O Sr. Padre António Monteiro já lá trabalhava há alguns anos. Os nossos
horários não eram coincidentes, mas encontrávamo-nos várias vezes por
semana. Ao longo de mais de trinta anos, tive oportunidade de conhecer um
verdadeiro homem de Deus. A nossa amizade foi-se consolidando. Fez-nos
irmãos. Tempo partilhado, espaço vital partilhado, trabalho partilhado.
Servíamos o mesmo Senhor e o seu Povo. Ele recordava muitas vezes, com
saudade, a vida de missionário em S. Tomé e Príncipe. Humilde, simples, com
profunda cultura religiosa, trabalhador, amigo dos pobres. Um apóstolo,
visitador de doentes e velhinhos. Sempre preocupado com a perfeição
evangélica. Presente na pastoral das exéquias, presente na administração do
sacramento da reconciliação, presente na assistência espiritual a diversos
movimentos e obras. O P. António Monteiro tornara-se querido, familiar.

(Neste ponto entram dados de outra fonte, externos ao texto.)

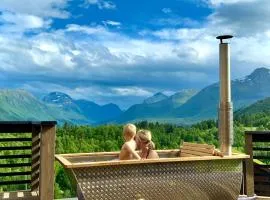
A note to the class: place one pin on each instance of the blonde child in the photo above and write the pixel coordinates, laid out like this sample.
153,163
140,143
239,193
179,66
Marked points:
147,146
128,149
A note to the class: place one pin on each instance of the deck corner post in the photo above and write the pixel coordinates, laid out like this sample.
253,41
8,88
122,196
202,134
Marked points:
248,164
47,150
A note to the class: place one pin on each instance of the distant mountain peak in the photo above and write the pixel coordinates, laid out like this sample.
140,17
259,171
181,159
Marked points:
57,98
155,98
259,73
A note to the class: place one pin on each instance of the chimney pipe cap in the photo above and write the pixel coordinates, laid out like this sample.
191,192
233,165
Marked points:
222,37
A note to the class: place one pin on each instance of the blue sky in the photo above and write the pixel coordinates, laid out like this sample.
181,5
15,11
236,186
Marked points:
123,51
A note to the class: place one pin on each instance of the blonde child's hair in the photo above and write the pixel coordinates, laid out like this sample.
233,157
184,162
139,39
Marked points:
129,130
146,136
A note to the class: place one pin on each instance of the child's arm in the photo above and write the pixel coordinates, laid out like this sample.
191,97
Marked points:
133,152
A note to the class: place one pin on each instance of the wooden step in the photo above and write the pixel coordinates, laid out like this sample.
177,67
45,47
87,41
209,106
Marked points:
19,195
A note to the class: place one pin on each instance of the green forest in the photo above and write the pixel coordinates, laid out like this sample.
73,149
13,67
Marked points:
75,139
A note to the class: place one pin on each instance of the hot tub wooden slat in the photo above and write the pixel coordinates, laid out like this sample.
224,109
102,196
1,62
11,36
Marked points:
64,159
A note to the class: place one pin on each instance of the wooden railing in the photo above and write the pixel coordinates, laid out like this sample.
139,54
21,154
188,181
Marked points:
258,166
27,159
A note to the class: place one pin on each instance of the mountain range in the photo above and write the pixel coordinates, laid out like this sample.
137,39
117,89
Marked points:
186,106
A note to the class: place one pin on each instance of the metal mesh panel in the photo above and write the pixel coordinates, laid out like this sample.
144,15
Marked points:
205,180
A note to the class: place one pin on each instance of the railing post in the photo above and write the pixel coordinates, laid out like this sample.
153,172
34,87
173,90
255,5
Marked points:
46,181
35,158
249,169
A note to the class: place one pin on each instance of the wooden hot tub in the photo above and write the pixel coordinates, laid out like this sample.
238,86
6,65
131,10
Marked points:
102,176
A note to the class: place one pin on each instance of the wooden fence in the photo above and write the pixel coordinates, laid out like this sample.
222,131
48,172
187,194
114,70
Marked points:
27,159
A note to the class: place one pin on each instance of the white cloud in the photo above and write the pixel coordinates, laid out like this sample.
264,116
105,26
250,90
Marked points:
41,8
166,10
220,2
111,23
100,64
14,22
102,4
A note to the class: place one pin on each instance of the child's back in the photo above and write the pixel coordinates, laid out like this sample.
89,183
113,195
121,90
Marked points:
128,149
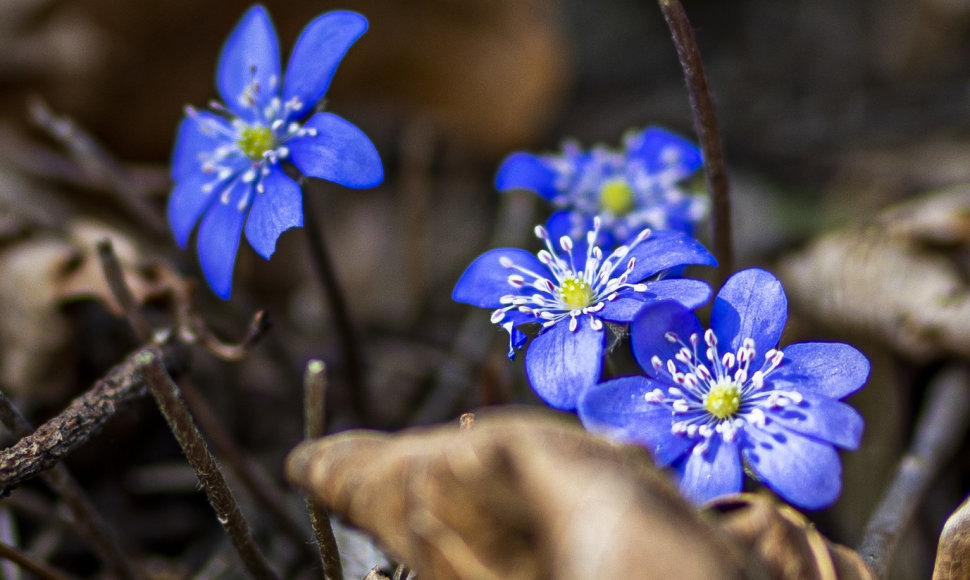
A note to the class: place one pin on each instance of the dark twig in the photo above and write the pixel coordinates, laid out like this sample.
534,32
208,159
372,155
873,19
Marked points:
705,124
168,397
314,407
120,289
82,419
338,305
249,473
90,525
941,428
100,166
35,567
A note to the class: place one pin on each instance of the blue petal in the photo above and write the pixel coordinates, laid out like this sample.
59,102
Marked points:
664,250
486,280
527,171
251,53
752,304
340,152
623,308
660,150
319,49
647,333
187,204
277,209
801,470
690,293
560,363
617,409
218,240
712,473
822,418
832,369
195,137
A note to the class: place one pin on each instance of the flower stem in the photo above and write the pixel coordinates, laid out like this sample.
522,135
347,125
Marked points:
941,428
338,304
168,397
315,392
705,124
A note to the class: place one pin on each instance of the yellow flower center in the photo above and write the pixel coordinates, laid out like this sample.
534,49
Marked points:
254,141
723,400
617,197
576,293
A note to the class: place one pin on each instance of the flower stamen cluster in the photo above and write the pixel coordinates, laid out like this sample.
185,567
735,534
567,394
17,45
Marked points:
717,393
573,291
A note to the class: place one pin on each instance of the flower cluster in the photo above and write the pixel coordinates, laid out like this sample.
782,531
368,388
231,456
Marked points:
227,161
629,190
716,400
570,287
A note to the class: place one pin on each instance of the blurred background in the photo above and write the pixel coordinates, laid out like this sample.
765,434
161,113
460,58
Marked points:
830,111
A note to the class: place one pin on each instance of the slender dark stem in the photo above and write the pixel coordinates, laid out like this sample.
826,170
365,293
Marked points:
168,397
315,393
338,304
705,124
35,567
941,428
89,522
120,289
250,474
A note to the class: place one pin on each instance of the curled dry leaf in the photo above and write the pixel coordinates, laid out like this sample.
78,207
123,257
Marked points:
899,278
41,273
782,543
953,551
520,495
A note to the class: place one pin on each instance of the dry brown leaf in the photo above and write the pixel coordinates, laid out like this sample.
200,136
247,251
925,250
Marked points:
893,278
520,495
40,274
953,551
782,543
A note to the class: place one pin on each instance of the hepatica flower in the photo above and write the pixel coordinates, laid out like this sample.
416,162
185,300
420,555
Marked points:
570,288
716,400
632,189
227,161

Foram surgindo graves problemas de saúde. Muitos fiéis sentiam a sua
ausência. Esperavam que fosse provisória. Infelizmente tornou-se definitiva.
Até nos deixar. Sentimo-nos unidos na oração. Fica a sua grata memória e os
frutos dos seus trabalhos apostólicos. Descanse para sempre no Senhor!